Art.6º o Princípio da OPORTUNIDADE refere-se, simultaneamente, à tempestividade e à integridade do registro do patrimônio e das suas mutações, determinando que este seja feito de imediato e com extensão correta, independentemente das causas que se originaram.


§ único. Como resultado da observância do Princípio da oportunidade:
I – desde que tecnicamente estimável, o registro das variações patrimoniais deve ser feito mesmo na hipótese de somente existir razoável certeza de sua ocorrência;
II – o registro compreende os elementos quantitativos e qualitativos, contemplando os aspectos físicos e monetários.
III – o registro deve ensejar o reconhecimento universal das variações ocorridas no patrimônio da ENTIDADE, em um período de tempo determinado, base necessária para gerar informações úteis ao processo decisório da gestão.

1.6.4 - O PRINCIPIO DO REGISTRO PELO VALOR ORIGINAL

Art.7º Os componentes do patrimônio devem ser registrados pelos valores originais das transações com o mundo exterior, expressos a valor presente no moeda do País, que serão mantidos na avaliação das variações patrimoniais posteriores, inclusive quando configurarem agregações ou decomposições no interior da ENTIDADE.

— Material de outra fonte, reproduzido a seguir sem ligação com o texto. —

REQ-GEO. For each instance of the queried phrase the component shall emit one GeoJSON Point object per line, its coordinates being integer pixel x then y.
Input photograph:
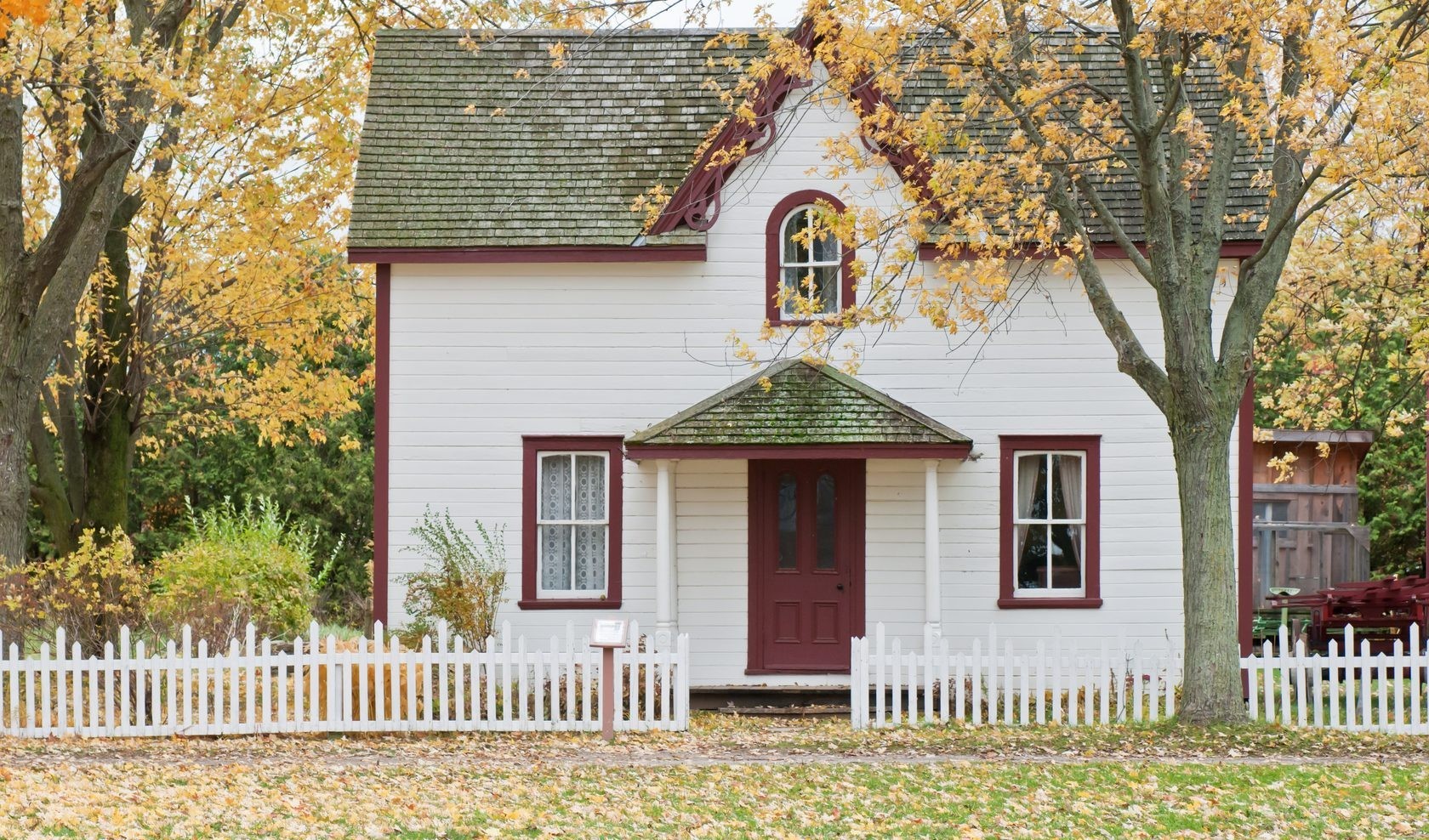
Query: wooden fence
{"type": "Point", "coordinates": [330, 686]}
{"type": "Point", "coordinates": [1056, 684]}
{"type": "Point", "coordinates": [1341, 689]}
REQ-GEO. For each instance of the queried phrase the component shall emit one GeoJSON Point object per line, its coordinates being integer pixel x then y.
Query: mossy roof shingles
{"type": "Point", "coordinates": [487, 145]}
{"type": "Point", "coordinates": [806, 405]}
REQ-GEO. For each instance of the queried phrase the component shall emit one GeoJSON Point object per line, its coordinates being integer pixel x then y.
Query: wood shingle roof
{"type": "Point", "coordinates": [805, 405]}
{"type": "Point", "coordinates": [485, 145]}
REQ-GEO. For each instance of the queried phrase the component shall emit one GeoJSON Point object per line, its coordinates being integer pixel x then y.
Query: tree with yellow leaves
{"type": "Point", "coordinates": [220, 289]}
{"type": "Point", "coordinates": [1326, 96]}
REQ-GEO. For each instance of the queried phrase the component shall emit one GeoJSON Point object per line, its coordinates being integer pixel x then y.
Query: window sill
{"type": "Point", "coordinates": [829, 319]}
{"type": "Point", "coordinates": [1073, 603]}
{"type": "Point", "coordinates": [567, 604]}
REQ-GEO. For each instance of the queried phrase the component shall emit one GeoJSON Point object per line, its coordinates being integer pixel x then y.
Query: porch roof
{"type": "Point", "coordinates": [808, 411]}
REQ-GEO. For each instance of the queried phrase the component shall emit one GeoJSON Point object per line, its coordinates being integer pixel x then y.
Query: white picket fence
{"type": "Point", "coordinates": [326, 686]}
{"type": "Point", "coordinates": [1055, 684]}
{"type": "Point", "coordinates": [1341, 689]}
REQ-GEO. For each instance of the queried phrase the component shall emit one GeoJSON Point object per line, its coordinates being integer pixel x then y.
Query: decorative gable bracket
{"type": "Point", "coordinates": [697, 201]}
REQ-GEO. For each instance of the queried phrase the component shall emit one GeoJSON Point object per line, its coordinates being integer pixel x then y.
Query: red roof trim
{"type": "Point", "coordinates": [533, 254]}
{"type": "Point", "coordinates": [1101, 252]}
{"type": "Point", "coordinates": [796, 451]}
{"type": "Point", "coordinates": [697, 201]}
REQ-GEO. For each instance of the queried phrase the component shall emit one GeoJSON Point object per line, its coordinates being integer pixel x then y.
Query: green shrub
{"type": "Point", "coordinates": [241, 565]}
{"type": "Point", "coordinates": [464, 583]}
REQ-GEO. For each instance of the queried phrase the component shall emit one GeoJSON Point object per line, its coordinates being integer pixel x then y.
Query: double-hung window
{"type": "Point", "coordinates": [572, 522]}
{"type": "Point", "coordinates": [1049, 531]}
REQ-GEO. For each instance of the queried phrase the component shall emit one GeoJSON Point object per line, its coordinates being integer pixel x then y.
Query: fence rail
{"type": "Point", "coordinates": [1382, 692]}
{"type": "Point", "coordinates": [330, 686]}
{"type": "Point", "coordinates": [1056, 684]}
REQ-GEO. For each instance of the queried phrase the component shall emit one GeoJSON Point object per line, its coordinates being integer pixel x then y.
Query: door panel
{"type": "Point", "coordinates": [806, 565]}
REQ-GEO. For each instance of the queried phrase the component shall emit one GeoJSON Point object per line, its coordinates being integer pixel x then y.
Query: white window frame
{"type": "Point", "coordinates": [540, 485]}
{"type": "Point", "coordinates": [783, 264]}
{"type": "Point", "coordinates": [1016, 520]}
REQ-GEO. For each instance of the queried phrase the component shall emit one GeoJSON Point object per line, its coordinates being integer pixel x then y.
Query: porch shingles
{"type": "Point", "coordinates": [805, 405]}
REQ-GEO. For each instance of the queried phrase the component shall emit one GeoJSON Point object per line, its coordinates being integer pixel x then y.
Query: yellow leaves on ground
{"type": "Point", "coordinates": [729, 777]}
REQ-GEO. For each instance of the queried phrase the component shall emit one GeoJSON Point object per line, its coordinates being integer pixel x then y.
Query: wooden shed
{"type": "Point", "coordinates": [1308, 535]}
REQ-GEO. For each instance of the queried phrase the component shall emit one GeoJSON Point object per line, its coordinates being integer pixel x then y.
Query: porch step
{"type": "Point", "coordinates": [788, 710]}
{"type": "Point", "coordinates": [745, 699]}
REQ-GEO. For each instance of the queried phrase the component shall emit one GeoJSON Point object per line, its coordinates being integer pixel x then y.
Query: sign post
{"type": "Point", "coordinates": [607, 634]}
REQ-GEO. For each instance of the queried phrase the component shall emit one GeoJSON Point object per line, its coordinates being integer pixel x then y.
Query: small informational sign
{"type": "Point", "coordinates": [609, 633]}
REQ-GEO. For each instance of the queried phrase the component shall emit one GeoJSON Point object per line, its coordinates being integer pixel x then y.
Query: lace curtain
{"type": "Point", "coordinates": [572, 523]}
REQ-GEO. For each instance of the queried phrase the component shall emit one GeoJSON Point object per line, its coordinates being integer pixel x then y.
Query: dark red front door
{"type": "Point", "coordinates": [805, 565]}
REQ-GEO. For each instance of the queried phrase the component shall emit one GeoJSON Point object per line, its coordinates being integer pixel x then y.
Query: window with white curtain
{"type": "Point", "coordinates": [1049, 523]}
{"type": "Point", "coordinates": [573, 523]}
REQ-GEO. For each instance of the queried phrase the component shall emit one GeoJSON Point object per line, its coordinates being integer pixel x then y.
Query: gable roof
{"type": "Point", "coordinates": [562, 165]}
{"type": "Point", "coordinates": [492, 147]}
{"type": "Point", "coordinates": [806, 405]}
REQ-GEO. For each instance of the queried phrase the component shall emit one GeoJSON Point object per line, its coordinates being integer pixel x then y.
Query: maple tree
{"type": "Point", "coordinates": [1326, 94]}
{"type": "Point", "coordinates": [220, 294]}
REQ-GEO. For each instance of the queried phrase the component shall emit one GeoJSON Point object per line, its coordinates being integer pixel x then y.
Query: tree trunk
{"type": "Point", "coordinates": [14, 474]}
{"type": "Point", "coordinates": [107, 436]}
{"type": "Point", "coordinates": [1202, 449]}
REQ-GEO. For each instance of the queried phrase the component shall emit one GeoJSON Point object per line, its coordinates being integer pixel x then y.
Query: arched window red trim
{"type": "Point", "coordinates": [775, 245]}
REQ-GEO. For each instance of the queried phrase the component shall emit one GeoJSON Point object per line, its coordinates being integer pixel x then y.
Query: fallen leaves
{"type": "Point", "coordinates": [725, 777]}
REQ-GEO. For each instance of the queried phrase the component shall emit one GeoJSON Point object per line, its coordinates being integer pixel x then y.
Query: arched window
{"type": "Point", "coordinates": [805, 262]}
{"type": "Point", "coordinates": [808, 264]}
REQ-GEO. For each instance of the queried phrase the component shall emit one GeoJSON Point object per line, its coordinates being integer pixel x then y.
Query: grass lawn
{"type": "Point", "coordinates": [727, 777]}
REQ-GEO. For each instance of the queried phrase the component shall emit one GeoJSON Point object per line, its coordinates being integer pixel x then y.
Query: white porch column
{"type": "Point", "coordinates": [932, 590]}
{"type": "Point", "coordinates": [665, 546]}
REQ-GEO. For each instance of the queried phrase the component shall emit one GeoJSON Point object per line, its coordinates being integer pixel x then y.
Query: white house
{"type": "Point", "coordinates": [546, 366]}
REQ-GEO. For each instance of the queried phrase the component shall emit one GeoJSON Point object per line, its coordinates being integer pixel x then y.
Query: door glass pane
{"type": "Point", "coordinates": [590, 487]}
{"type": "Point", "coordinates": [555, 558]}
{"type": "Point", "coordinates": [590, 558]}
{"type": "Point", "coordinates": [1032, 556]}
{"type": "Point", "coordinates": [788, 522]}
{"type": "Point", "coordinates": [1067, 556]}
{"type": "Point", "coordinates": [555, 487]}
{"type": "Point", "coordinates": [1067, 486]}
{"type": "Point", "coordinates": [823, 526]}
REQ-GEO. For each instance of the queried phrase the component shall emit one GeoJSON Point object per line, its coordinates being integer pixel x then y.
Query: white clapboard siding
{"type": "Point", "coordinates": [1055, 682]}
{"type": "Point", "coordinates": [1342, 688]}
{"type": "Point", "coordinates": [323, 686]}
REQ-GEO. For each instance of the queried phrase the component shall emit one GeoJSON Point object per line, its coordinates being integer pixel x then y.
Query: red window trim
{"type": "Point", "coordinates": [532, 445]}
{"type": "Point", "coordinates": [1006, 576]}
{"type": "Point", "coordinates": [775, 246]}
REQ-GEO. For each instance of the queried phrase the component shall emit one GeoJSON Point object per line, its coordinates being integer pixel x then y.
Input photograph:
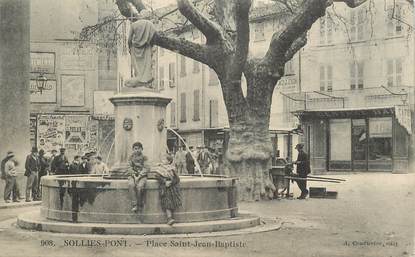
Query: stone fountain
{"type": "Point", "coordinates": [98, 204]}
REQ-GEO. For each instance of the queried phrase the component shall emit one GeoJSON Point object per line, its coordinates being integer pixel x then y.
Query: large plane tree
{"type": "Point", "coordinates": [226, 52]}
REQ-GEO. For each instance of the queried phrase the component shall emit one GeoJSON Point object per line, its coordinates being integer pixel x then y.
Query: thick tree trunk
{"type": "Point", "coordinates": [248, 158]}
{"type": "Point", "coordinates": [249, 148]}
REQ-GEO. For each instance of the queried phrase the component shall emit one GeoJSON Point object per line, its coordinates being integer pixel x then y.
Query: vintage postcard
{"type": "Point", "coordinates": [207, 128]}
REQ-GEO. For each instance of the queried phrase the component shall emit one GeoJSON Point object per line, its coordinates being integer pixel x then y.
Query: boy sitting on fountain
{"type": "Point", "coordinates": [137, 177]}
{"type": "Point", "coordinates": [169, 180]}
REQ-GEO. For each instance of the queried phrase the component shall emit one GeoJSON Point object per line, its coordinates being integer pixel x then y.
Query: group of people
{"type": "Point", "coordinates": [206, 158]}
{"type": "Point", "coordinates": [166, 174]}
{"type": "Point", "coordinates": [38, 165]}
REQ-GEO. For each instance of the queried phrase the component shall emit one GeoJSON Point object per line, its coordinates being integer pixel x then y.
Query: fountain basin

§ único. Do Princípio dos REGISTRO PELO VALOR ORIGINAL resulta:

I – a avaliação dos componentes patrimoniais deve ser feita com base nos valores de entrada , considerando-se como tais os resultantes do consenso com os agentes externos ou da imposição destes;


II – uma vez integrado no patrimônio, o bem, direito ou obrigação não poderão ter alterados seus valores intrínsecos, admitindo-se, tão-somente, sua decomposição em elementos e/ou sua agregação, parcial ou integral, a outros elementos patrimoniais;
III – O valor original será mantido enquanto o componente permanecer como parte do patrimônio, inclusive quando da saída deste;
IV – os Princípios da ATUALIZAÇÃO MONETÁRIA e do REGISTRO PELO VALOR ORIGINAL S”ao compatíveis entre si e complementares, dado que o primeiro apenas atualiza e mantém atualizado o valor e entrada;
V – o uso da moeda do País na tradução do valor dos componentes patrimoniais constitui imperativo de homogeneização quantitativa dos mesmos.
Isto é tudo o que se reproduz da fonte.